A View from Christopher Mims
How Amazon Can Afford to Give Away Books, Free
Amazon makes so much on Prime that digital media has become the perfect loss leader for the company.
Amazon’s new “Kindle Owner’s Library” allows any Kindle owner who is a member of Amazon Prime to check out one book a month and keep it as long as they want. It joins Amazon’s video streaming service as one of the perks of Prime membership, which, at $80 a year, also grants members free two-day shipping on anything to come out of Amazon’s warehouses.
But how can Amazon afford to give away all this free (albeit digital) media? As Slate Technology columnist Farhad Manjoo pointed out, Amazon customers who join Prime increase their spending on the site on average $500 a year, presumably because of the free shipping.
But that’s just one of the many interlocking dynamics behind the business strategy of this announcement. Here are the rest.
1. The Netflix-ization of books.
The move to an ownership to a “rentership society” has been proceeding apace, and nowhere more rapidly than in media. Books have been a holdout, but that’s just changed.
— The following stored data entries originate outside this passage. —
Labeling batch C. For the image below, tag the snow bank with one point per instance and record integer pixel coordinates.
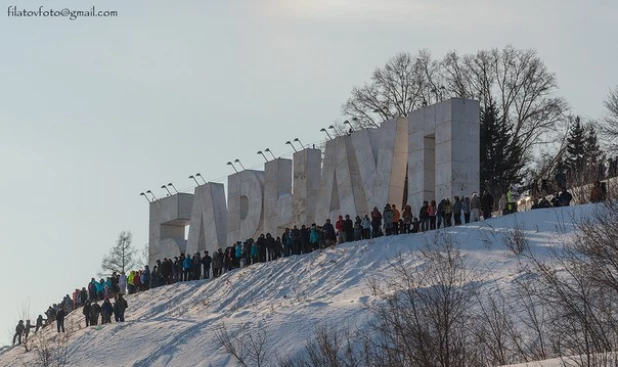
(175, 325)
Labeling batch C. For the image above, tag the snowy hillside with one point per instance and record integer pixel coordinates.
(175, 325)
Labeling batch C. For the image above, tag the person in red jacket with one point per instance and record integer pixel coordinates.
(339, 228)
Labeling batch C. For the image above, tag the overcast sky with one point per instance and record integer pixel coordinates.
(94, 111)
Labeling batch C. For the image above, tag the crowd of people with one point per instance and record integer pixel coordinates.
(294, 241)
(87, 299)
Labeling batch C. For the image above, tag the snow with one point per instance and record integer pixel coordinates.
(175, 325)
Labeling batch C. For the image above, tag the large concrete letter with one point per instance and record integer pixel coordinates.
(245, 205)
(277, 195)
(208, 228)
(444, 156)
(341, 191)
(168, 218)
(382, 156)
(306, 185)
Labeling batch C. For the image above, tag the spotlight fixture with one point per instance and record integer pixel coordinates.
(173, 187)
(231, 164)
(262, 153)
(301, 144)
(193, 177)
(346, 122)
(238, 161)
(168, 190)
(200, 176)
(323, 130)
(292, 145)
(271, 153)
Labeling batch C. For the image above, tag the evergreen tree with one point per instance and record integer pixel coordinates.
(595, 161)
(501, 159)
(575, 159)
(121, 257)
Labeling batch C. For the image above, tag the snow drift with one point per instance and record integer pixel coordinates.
(175, 325)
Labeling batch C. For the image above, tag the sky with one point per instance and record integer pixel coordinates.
(94, 111)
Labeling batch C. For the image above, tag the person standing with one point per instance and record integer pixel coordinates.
(396, 217)
(348, 229)
(94, 313)
(87, 310)
(122, 283)
(475, 207)
(60, 319)
(206, 261)
(487, 204)
(465, 207)
(19, 330)
(433, 211)
(457, 207)
(39, 324)
(366, 224)
(27, 330)
(388, 220)
(121, 306)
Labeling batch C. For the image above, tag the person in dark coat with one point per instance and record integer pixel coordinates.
(348, 229)
(487, 204)
(295, 240)
(270, 248)
(120, 307)
(106, 311)
(304, 240)
(330, 237)
(262, 247)
(27, 330)
(565, 197)
(39, 324)
(376, 222)
(95, 311)
(206, 261)
(86, 311)
(60, 319)
(19, 330)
The Wall Street Journal reports that many publishers refused to participate in Amazon’s Kindle Owner’s Library for fear it would debase the value of their existing catalogs, and they’re right.
Just as Netflix has come to represent a threat worth doing something about for cable companies, a subscription-based lending library for e-books has the potential to turn them into a commodity for readers, who might opt for the “free” books rather than buying new.
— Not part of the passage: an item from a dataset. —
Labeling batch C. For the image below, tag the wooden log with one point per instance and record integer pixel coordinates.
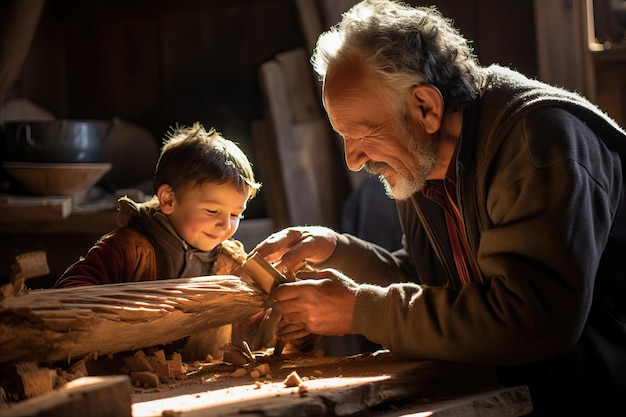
(68, 323)
(84, 397)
First movies (Netflix) then music (Spotify) and now books—the entire process has a kind of inevitability to it that must be terrifying to traditional publishers.
2. Amazon could become the Hearst / Gannett / Knight Ridder of our age.
The paradox of media is that we love it so much that we can’t really afford it. The only way to pay for the enormous media diet of the average person is to subsidize that diet with advertising. News, especially, has always been subsidized.
The question everyone in the media business has been asking since the dawn of the Web is, if Web advertising can’t pay for online content, what will?
When it comes to news, when newspapers had a distribution monopoly, it was the real estate section, autos and the classifieds. Could the 21st century be one in which media are subsidized as a bolt-on to consumer goods, as in Amazon’s new scheme? Books have never been subsidized before, except through the sacrifices of their authors—maybe it’s time they should be.